Le président rwandais Paul Kagame a qualifié de « superficiels » les récents efforts de désarmement des FDLR, affirmant qu’aucune initiative n’avait jusqu’à présent abordé ce qu’il considère comme les causes profondes de la menace. Il a averti que le Rwanda resterait préoccupé tant que le groupe armé demeurerait actif.
Lors d’une conférence de presse à Kigali, le lundi 24 août, M. Kagame a critiqué les efforts récents concernant la République démocratique du Congo et les Forces démocratiques de libération du Rwanda (FDLR).
Interrogé sur un protocole de désarmement récemment annoncé, M. Kagame a déclaré n’avoir constaté aucune initiative s’attaquant véritablement aux causes profondes du problème.
Kigali exige des mesures contre les FDLR
Les FDLR ont été formées en grande partie par d’anciens membres des forces armées rwandaises et de milices liés au génocide de 1994 contre les Tutsis au Rwanda.

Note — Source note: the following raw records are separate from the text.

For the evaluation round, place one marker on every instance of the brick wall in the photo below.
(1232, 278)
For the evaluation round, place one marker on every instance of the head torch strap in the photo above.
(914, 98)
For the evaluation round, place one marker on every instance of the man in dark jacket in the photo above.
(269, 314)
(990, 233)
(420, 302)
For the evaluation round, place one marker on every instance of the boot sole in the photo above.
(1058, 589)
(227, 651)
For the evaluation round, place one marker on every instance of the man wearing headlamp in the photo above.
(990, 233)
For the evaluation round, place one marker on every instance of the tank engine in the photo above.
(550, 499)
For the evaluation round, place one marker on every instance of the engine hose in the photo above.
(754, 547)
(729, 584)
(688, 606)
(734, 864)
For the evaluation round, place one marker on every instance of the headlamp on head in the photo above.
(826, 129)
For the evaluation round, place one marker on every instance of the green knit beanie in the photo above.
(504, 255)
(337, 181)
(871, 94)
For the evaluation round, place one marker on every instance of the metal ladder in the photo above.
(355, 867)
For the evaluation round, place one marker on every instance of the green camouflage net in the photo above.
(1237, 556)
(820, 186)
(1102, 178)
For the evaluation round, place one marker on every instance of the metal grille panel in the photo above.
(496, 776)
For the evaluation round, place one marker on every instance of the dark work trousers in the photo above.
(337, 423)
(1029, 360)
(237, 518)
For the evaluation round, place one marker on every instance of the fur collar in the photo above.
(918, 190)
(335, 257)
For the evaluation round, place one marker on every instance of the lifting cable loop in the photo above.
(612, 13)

Le groupe opère depuis des décennies dans l’est de la République démocratique du Congo.
Le Rwanda considère les FDLR comme une menace majeure pour sa sécurité et a maintes fois réclamé leur neutralisation.
Le ministre des Affaires étrangères, Olivier Nduhungirehe, a également critiqué le dernier protocole, le qualifiant de « manœuvre politique » et de stratégie dilatoire de Kinshasa.
Il a fait valoir que le démantèlement des FDLR figurait parmi les engagements pris par la République démocratique du Congo dans le cadre de l’accord de paix de Washington et a affirmé que le dernier protocole ne répondait pas à cette exigence.
Le Rwanda affirme que la sécurité demeure une priorité.
Kagame a déclaré que le Rwanda continuerait de suivre la situation de près en raison de ses implications directes pour la sécurité.
« Tant que le problème ne sera pas résolu, le Rwanda restera préoccupé », a-t-il déclaré.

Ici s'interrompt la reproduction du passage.